This is some very good information for you to know if you are concerned about health and wellness. Quoted to below.
- Avoid placing hot food or liquids in plastic containers. Use glass, ceramic or stainless-steel containers instead. Heating plastics to high temperatures promotes the leaching of chemicals out of containers and into the food or liquid they hold. (Freezing liquids in plastic bottles, incidentally, poses no such risk. Contrary to recent online reports that claimed freezing water releases carcinogenic materials into water, freezing actually retards the release of chemicals.)
- When heating food in a microwave oven, use only cookware that is labeled “microwave safe.”
- Remove food from plastic wrapping before thawing or reheating in a microwave.
- Buy products in cardboard cartons instead of plastic containers.
- Check recycling codes on the bottom of store packages for clues about plastics components you may want to avoid: Recycling code 3 may indicate the product contains a type of phthalate known as DEHA. Recycling code 7 may mean the product contains BPA.
- Look for toys, baby bottles and containers claiming to be BPA-free. There’s been a recent explosion of such products, many of them priced higher than standard products. There is also a growing industry of third-party certifiers to test such claims. Gerber’s Clearview Bottles are BPA-free; a three-pack costs about $3 at Target.
- Reduce your use of canned food; eat fresh or frozen foods instead. Bisphenol A has been found in the lining of canned food tins.

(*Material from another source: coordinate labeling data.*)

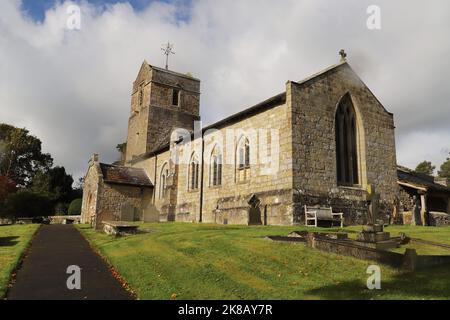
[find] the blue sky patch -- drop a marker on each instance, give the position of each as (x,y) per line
(36,8)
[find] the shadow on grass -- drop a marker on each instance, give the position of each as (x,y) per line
(432,283)
(8,241)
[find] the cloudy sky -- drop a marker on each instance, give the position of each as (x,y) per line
(71,88)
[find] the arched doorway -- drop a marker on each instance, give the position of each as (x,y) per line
(254,212)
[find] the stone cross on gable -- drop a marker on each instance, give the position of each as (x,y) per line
(343,55)
(167,50)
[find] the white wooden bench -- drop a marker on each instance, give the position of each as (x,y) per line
(119,227)
(317,213)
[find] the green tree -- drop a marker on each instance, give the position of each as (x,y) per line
(55,183)
(6,188)
(425,167)
(444,171)
(26,203)
(75,207)
(21,155)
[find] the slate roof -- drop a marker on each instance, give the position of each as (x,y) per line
(125,175)
(420,180)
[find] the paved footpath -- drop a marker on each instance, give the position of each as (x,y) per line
(43,275)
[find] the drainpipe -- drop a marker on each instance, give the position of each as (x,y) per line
(201,181)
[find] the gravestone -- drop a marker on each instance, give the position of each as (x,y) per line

- Reduce your use of polycarbonate and polyvinyl chloride (PVC) plastics, both of which contain BPA. Choose alternatives such as polyethylene plastic (also labeled PETE) and containers marked with recycling code 1, 2 (HDPE) and 4 (LDPE). Polypropylene (recycling code 5, or PP) is also considered a safe choice.
- If you use hard polycarbonate plastics (Nalgene bottles, baby bottles, sippy cups), do not heat them or use them for warm or hot liquids.
- Do not wash polycarbonate plastic containers in the dishwasher with harsh detergents.
- Look for phthalate-free toys or those approved by the European Union.
- Do not microwave or heat plastic wraps. Those that are labeled “microwave safe” should be placed loosely over containers. Make sure they do not touch the food.
- Choose personal-care products that do not contain synthetic fragrance. While the Food and Drug Administration requires the listing of ingredients on cosmetic products sold in retail stores, it does not require the listing of individual fragrance ingredients.
- Check the labels of nail polish. The FDA requires that phthalates be listed unless they are a fragrance ingredient. Phthalates are used in some nail polishes to reduce cracking.